CNN’s Republican debate was probably the hottest item on TV last night. But what about what the candidates actually said? Let’s look at 4 things the Republicans candidates got wrong (or not quite right) about immigration in the latest debate.

1. Birthright Citizenship Is a Crazy Idea, Unique to the United States

During the debate, Donald Trump states that “almost every other country” in the world, including Mexico, does not have birthright citizenship—laws allowing people to automatically gain citizenship in a country where they were born, regardless of the citizenship of their parents. This is not quite right. While it may be true that the majority of countries do not allow for birthright citizenship, at least 30 countries do, including Canada and, contrary to Trump’s statement, Mexico.

2. Illegal Immigrants Cost the U.S. Government Over $200 Billion Per Year

Donald Trump also said that illegal immigration costs the U.S. $200 billion per year. In a2013 report, the Federation for American Immigration Reform estimated that the annual costs of illegal immigration at the federal, state and local level to be about $113 billion. Not only did Trump overshoot his figures, he also fails to take into account that economic benefits that illegal immigrants have on the American economy.

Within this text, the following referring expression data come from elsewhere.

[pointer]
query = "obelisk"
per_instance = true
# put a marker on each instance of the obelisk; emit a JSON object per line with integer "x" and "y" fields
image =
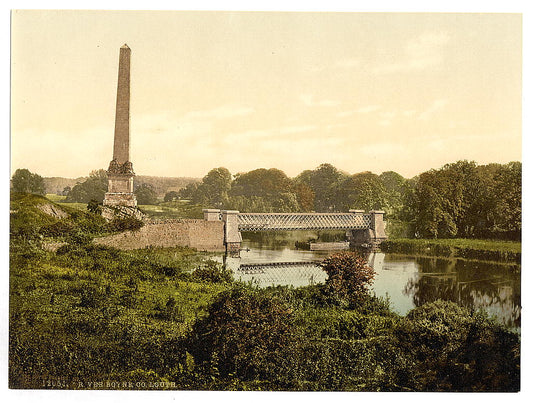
{"x": 120, "y": 172}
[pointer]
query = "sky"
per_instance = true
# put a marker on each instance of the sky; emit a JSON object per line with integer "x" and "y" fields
{"x": 376, "y": 92}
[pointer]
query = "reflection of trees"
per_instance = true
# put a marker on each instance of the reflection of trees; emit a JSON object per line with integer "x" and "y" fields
{"x": 474, "y": 285}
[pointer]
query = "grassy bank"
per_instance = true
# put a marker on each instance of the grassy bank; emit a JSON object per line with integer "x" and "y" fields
{"x": 92, "y": 317}
{"x": 479, "y": 249}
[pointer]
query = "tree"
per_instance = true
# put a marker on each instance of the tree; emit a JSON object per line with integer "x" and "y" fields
{"x": 364, "y": 191}
{"x": 263, "y": 190}
{"x": 145, "y": 194}
{"x": 93, "y": 206}
{"x": 214, "y": 188}
{"x": 324, "y": 182}
{"x": 24, "y": 181}
{"x": 508, "y": 205}
{"x": 94, "y": 187}
{"x": 171, "y": 196}
{"x": 397, "y": 191}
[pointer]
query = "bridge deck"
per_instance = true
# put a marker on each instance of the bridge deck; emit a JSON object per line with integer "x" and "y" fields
{"x": 302, "y": 221}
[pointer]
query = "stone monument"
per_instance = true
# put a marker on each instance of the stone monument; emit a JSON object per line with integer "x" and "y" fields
{"x": 120, "y": 172}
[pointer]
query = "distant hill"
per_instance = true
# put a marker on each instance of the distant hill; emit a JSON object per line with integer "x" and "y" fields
{"x": 56, "y": 184}
{"x": 161, "y": 185}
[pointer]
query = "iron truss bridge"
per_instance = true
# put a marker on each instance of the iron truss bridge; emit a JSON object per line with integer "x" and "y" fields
{"x": 302, "y": 221}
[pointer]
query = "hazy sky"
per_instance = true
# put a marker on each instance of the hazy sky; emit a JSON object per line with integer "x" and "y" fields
{"x": 247, "y": 90}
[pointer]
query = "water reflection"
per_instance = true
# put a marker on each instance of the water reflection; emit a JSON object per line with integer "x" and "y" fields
{"x": 408, "y": 281}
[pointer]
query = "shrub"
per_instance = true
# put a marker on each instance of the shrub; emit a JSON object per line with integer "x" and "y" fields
{"x": 349, "y": 277}
{"x": 244, "y": 335}
{"x": 212, "y": 272}
{"x": 457, "y": 350}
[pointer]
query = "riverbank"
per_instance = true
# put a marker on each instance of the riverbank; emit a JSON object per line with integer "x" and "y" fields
{"x": 478, "y": 249}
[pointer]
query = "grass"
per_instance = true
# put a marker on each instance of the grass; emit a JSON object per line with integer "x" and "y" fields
{"x": 172, "y": 210}
{"x": 477, "y": 244}
{"x": 55, "y": 198}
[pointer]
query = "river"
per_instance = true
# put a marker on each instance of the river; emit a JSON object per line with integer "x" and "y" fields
{"x": 408, "y": 281}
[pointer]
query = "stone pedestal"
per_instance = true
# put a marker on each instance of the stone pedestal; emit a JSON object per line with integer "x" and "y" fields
{"x": 120, "y": 172}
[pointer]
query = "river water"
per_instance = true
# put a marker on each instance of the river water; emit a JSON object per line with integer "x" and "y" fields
{"x": 408, "y": 281}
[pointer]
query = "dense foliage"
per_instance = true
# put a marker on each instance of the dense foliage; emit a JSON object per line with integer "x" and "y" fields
{"x": 93, "y": 317}
{"x": 145, "y": 194}
{"x": 27, "y": 182}
{"x": 349, "y": 277}
{"x": 92, "y": 188}
{"x": 461, "y": 199}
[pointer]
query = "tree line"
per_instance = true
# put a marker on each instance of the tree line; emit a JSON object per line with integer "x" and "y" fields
{"x": 460, "y": 199}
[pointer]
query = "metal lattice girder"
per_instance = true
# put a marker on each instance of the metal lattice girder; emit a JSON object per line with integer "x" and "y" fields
{"x": 302, "y": 221}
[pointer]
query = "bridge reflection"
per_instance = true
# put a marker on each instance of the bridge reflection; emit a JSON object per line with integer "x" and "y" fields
{"x": 280, "y": 273}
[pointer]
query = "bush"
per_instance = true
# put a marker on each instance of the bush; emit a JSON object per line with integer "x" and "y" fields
{"x": 456, "y": 350}
{"x": 349, "y": 277}
{"x": 244, "y": 335}
{"x": 212, "y": 272}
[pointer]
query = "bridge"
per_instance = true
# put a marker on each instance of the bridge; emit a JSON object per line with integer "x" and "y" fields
{"x": 361, "y": 227}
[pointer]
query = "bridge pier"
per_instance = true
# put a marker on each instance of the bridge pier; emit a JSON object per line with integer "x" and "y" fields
{"x": 232, "y": 235}
{"x": 372, "y": 236}
{"x": 361, "y": 228}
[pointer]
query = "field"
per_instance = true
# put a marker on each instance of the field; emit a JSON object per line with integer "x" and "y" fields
{"x": 91, "y": 317}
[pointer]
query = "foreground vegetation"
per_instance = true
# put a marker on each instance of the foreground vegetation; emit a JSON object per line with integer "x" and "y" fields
{"x": 87, "y": 317}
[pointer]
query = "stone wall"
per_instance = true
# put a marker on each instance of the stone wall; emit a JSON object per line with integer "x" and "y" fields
{"x": 199, "y": 234}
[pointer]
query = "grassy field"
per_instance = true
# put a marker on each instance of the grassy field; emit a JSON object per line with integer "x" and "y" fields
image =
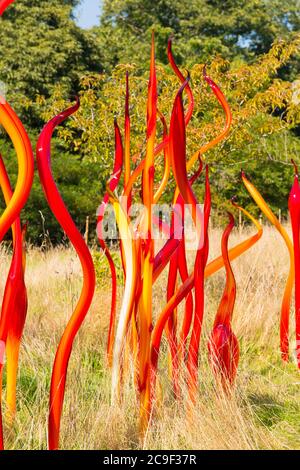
{"x": 264, "y": 412}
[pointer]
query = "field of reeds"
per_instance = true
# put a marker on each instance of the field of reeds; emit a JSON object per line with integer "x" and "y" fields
{"x": 263, "y": 412}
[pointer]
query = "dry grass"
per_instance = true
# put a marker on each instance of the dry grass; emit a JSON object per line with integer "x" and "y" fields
{"x": 264, "y": 412}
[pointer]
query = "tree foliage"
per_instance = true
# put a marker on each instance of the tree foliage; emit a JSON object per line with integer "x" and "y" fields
{"x": 40, "y": 45}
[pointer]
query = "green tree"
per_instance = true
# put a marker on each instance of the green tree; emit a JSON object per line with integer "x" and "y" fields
{"x": 40, "y": 46}
{"x": 203, "y": 28}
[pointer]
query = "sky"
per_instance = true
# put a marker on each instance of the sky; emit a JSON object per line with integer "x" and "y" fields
{"x": 88, "y": 12}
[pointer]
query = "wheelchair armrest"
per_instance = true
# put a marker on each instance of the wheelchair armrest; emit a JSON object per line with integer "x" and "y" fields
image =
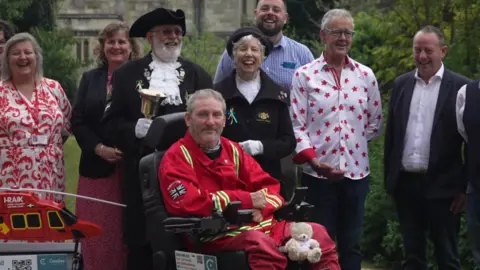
{"x": 216, "y": 223}
{"x": 296, "y": 209}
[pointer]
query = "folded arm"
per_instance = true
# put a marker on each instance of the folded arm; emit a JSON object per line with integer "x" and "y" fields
{"x": 185, "y": 196}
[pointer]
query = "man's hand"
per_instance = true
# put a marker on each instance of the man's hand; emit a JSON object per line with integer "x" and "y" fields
{"x": 458, "y": 203}
{"x": 257, "y": 216}
{"x": 324, "y": 169}
{"x": 109, "y": 154}
{"x": 258, "y": 199}
{"x": 141, "y": 129}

Illegal immigrants contribute approximately $7 billion per year into Social Security and about $1.5 billion in Medicare taxes. Additionally, they positively support the U.S. economy by spending millions of dollars per year, which helps to create much needed new jobs.

3. More ICE Agents Patrolling the Border will Help Reduce Illegal Immigration

Sounds like a good idea, right? Sure, except that Former president, George W. Bush, already tried this—and it didn’t work.

The U.S.-Mexico border is 1,951 miles long and touches four states. The U.S. Border Patrol, already with over 21,000 agents, is one of the largest law enforcement agencies in the United States.

During his tenure, Bush signed The Intelligence Reform and Terrorism Prevention Act of 2004 which allowed the hiring of an additional 10,000 agents. By doing so, he authorized the increase of border agents from 11,000 to 20,000, almost doubling the manpower. However, instead of improving, the number of illegals caught dropped from 1.2 million in 2005 to 541,000 in 2009 and has been on a downward trend ever since.

Now you could argue that the drop in numbers is because of the tougher enforcement, but that leads me to ask: if what we have is working, do we really need a wall?

4. A Border Fence Is Good for Americans

In the United States we have a doctrine called eminent domain. This allows the government to take over an individual’s private land for public use. If the border patrol fence is erected as per Donald Trump’s plan, landowners on the border will be forced to sell their land to the U.S. government, sometimes at a lower price than they would have received for selling the land in the open market.

Additionally, the U.S.-Mexico border crosses areas environmentally protected for several endangered species. The destruction and disruption of the land where these already endangered species reside threatens their chance for continued survival and negatively affects the local ecosystem and our nation as a whole.

Taking both the economic and environmental impact into account, the idea of a border fence is not in many Americans’ best interest. Nor is it in Trump’s if his agenda is to reduce government expenditure and control.